SCARBOROUGH – The people drafting a plan for a new Wentworth Intermediate School must, before a November referendum, figure out how the facility would meet community needs.

“If we are going to build a place, we should at least make it expandable enough to be able to include (the community),” Aymie Hardesty, a member of both the building committee and Board of Education, said last week at a workshop session among the school building committee, Scarborough Town Council and Board of Education. “If we are going to build it for 50, 75, 100 years from now, we need to build it as part of our community,” she said.

Dan Cecil, of Harriman Associates, the firm hired to help the building committee develop plans for the new school, said it is easier, and more financially sound, to plan for and include community space now, rather than building or adding on in the future.

“It is a matter of figuring out what all the needs are and finding the most cost-efficient ways to do it,” he said.

Town Manager Tom Hall said at minimum the town is looking at maintaining the community programming already operating in the school.

The Wentworth building has been plagued with air quality and asbestos issues. Late in the fall, the school committee determined that a new school, rather than a rehabbed Wentworth, would be the best strategy for Scarborough. The 41-member Wentworth Intermediate School Building Committee has been working to draft a plan for a new school for students in grades 3-5 in time for a town-wide vote in November.

Wentworth Principal Anne-Mayre Dexter said like other schools in the district, there are a lot of activities that occur in the building not associated with the school’s curriculum.

In fact, she said, both the school’s gymnasium and cafeteria are typically used from 3 p.m. to 9 p.m. Monday through Friday and on weekends for groups such as the Girl Scouts or Boy Scouts, travel and recreational basketball, for dance or Zumba instruction, or as meeting space for booster groups or the Scarborough Special Education group.

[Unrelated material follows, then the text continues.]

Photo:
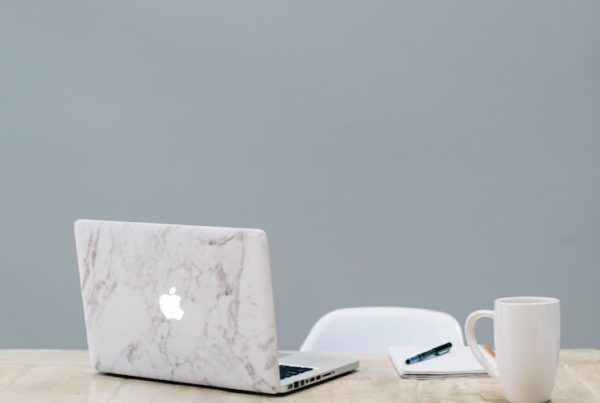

A significant amount of the town’s Community Services summer program occurs at Wentworth, and during special events such as Summerfest or Winterfest, certain activities take place inside the school.

“Folks in the community look to schools to provide them the kind pf spaces they need,” Dexter said. “If we didn’t have these spaces, I think, some of those opportunities and activities would be bumped out to other places.”

Aside from providing space for community groups to use, Dexter said, Wentworth provides space for a number of district services, such as the K-12 testing services, the food service program and the preparation kitchen for meals for students at Wentworth and the district’s three elementary schools. The school also provides storage space for middle school and high school track and field and K-8 science and math materials.

“We recognize we are a public school and we welcome in any way we can supporting the community’s needs, but when the community is asking for a school that is run efficiently and that is cost-effective, we have to look carefully at the square footage we put in front of the community to vote on,” Dexter said.

She said this means a particular focus has to be placed on determining whether the activities the school accommodates could be moved to other locations, or operate out of the new Wentworth school.

This will be the second time in the last few years a plan for a new Wentworth Intermediate School will go before town voters. In 2006, by a vote of 5,176-3,316, Scarborough voters turned down a $38.3 million spending plan to demolish and rebuild Wentworth Intermediate School, and a $16.5 million plan to expand and renovate the nearby Scarborough Middle School by a 4,974-3,578 vote.

Paul Koziell, chairman of the building committee, assured both the Town Council and school board that this Wentworth plan would be “financially and fiscally responsible.”

If all goes as planned and the project plan gets approved this November, he said, construction would begin in 2012, with the new school opening in 2014.